D'autres protéines sont spécifiques du TCP : une protéine associée à la bordure en brosse (gp200) [17], la kinase diphosphate nucléosidique A (NPKA- nm23) [18], l'uroplakin II (protéine impliquée dans l'étanchéité des épithéliums) [19], l'aquaporine I (aqpI, pompe à transfert d'eau) [20], la PGP 9.5 [21].

Certains marqueurs épithéliaux sont exprimés uniquement dans l'urothélium et les tumeurs chromophobes mais pas dans l'ARCC, comme les cytokératines CK7 et CK20 [22, 23], CK14 [24] ou la vinculine [9]. La Cadhérine E est plutôt restreinte aux épithélium excréto-urinaires [25, 26]. Arai a identifié une protéine dont l'expression est limitée aux tubes de Bellini et qui serait présente dans les carcinomes belliniens [27].

Antigènes nouvellement exprimés par la cellule tumorale rénale (Antigènes associés aux tumeurs ou TAA)

Certaines molécules apparaissent au cours de la transformation tumorale et ne sont pas ou peu présentes sur la cellules saine du tube contourné proximal :

- La vimentine, autre protéine du cytosquelette [22], est un marqueur sensible et spécifique de l'ARCC. Son expression serait significativement associée à un pronostic plus péjoratif [28, 29]. Elle est absente dans l'adénocarcinome chromophobe et dans l'adénome oncocytaire.

- La MRP2 est une pompe de substrats anioniques indépendante de l'ATP, appartenant à la famille des protéines de résistances multiples aux drogues [30]. Elle pourrait jouer un rôle dans le transport des médicaments et dans la résistance à la chimiothérapie.

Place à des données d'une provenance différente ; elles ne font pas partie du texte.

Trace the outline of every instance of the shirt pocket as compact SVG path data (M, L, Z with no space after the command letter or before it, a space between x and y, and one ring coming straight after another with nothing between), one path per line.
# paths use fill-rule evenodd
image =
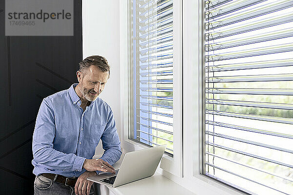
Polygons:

- une isoforme (TuM2PK) mono ou dimérique de la Pyruvate Kinase, qui est une enzyme glycolytique normalement tétramérique. Son activité sur le Phospho-Enol-Pyruvate est réduite. Cette enzyme peut être détectée dans le plasma de patients porteurs d'ARCC ou de ses métastases (mais également de cancer pancréatique). Elle disparaït après tumorectomie [31, 32].

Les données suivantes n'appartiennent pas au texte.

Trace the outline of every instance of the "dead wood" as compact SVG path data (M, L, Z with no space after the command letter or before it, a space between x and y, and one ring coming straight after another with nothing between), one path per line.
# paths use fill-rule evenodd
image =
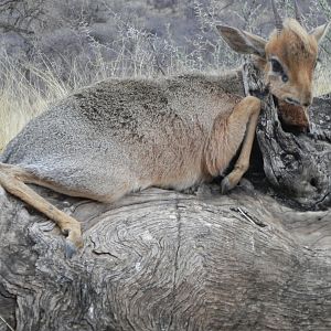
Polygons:
M316 99L310 109L311 131L285 130L274 98L250 63L244 66L246 94L264 100L256 130L268 182L289 203L305 210L331 205L331 100Z

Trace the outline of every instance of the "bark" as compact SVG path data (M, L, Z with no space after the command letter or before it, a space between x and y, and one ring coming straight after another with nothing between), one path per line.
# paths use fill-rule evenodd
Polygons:
M0 314L14 330L331 328L330 211L218 186L51 201L84 225L70 260L53 223L1 191Z
M71 259L57 227L0 188L0 331L331 330L330 100L317 140L284 131L274 107L265 96L256 189L106 205L39 188L83 224Z
M252 63L244 66L246 94L264 100L256 130L268 182L295 206L331 206L331 100L317 99L310 108L310 135L286 131L274 98Z

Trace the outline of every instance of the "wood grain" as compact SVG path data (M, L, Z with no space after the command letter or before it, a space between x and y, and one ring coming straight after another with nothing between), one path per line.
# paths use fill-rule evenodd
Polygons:
M70 260L57 228L1 191L1 316L24 331L330 330L330 211L217 191L52 196L85 228Z

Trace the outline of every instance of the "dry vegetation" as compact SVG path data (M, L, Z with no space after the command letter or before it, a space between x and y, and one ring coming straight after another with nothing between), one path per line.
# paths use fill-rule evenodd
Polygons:
M284 15L289 0L278 1ZM215 22L260 35L273 29L265 1L0 1L0 150L47 104L110 76L216 71L242 58ZM331 19L325 0L302 3L308 28ZM317 94L331 90L330 42L323 44Z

- des Anhydrases Carboniques (CA) : CA9 [33-35] et CA12 [36, 37] ont été observées dans l'ARCC mais également dans certaines tumeurs comme le poumon et l'estomac ou le côlon [37-41]. La CA 9 pourrait jouer un rôle dans la progression tumorale et la genèse des tumeurs de la maladie de von Hippel Lindau [36]. Inversement, la CA 4 pourrait être exprimée normalement dans le rein sain et diminuée dans l'ARCC [42].

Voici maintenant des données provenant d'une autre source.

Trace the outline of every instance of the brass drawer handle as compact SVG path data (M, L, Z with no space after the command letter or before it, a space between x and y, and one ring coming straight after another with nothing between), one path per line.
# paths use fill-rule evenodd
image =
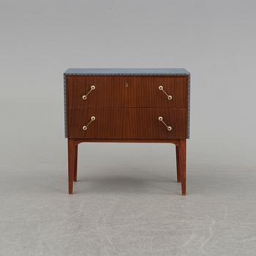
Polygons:
M94 121L95 121L95 119L96 119L95 116L91 116L91 121L86 125L83 127L83 129L84 131L86 131L88 127L91 124L91 123L93 122Z
M164 121L164 120L163 120L163 118L162 118L162 116L159 116L159 118L158 118L158 120L159 121L162 121L162 123L163 123L164 124L165 124L165 127L167 128L167 131L171 131L171 129L173 129L171 127L168 127L165 123L165 121Z
M95 90L95 89L96 89L96 87L94 86L91 86L91 90L87 93L87 94L86 94L86 95L83 95L83 99L87 99L87 96L90 94L90 92L91 91L94 91L94 90Z
M167 98L168 99L172 99L173 97L171 95L169 95L165 90L164 90L164 86L160 86L159 87L158 87L158 89L160 90L160 91L162 91L162 92L167 96Z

- Nous avons montré qu'un anticorps spécifique (G 250), produit à des fins thérapeutiques [43], permettait de détecter des cellules d'ARCC par cytométrie en flux [44, 45]. L'expression d'ARN messager du gêne correspondant MN/CA9 est détectable par PCR [46, 47]. MN/CA9 semble être un marqueur moléculaire puissant de l'ARCC car il est exprimé dans presque 100% des cas, alors qu'il est absent dans l'adénocarcinome chromophobe, l'adénome oncocytaire et le tissu rénal sain.

- la calpaine est une protéase neutre activée par le calcium [48] ; son expression aurait une valeur pronostique.

- une protéine de choc thermique (HSP 72) serait surexprimée dans l'ARCC [49].

Les tumeurs rénales peuvent exprimer des marqueurs spécifiques des tumeurs prostatiques : PSA [50], prostate membrane antigen (PSMA) [51, 52], kallikréines 1, 3 et KLKI [53]. Ainsi, du PSA a pu être détecté chez des femmes porteuses d'ARCC [54, 55].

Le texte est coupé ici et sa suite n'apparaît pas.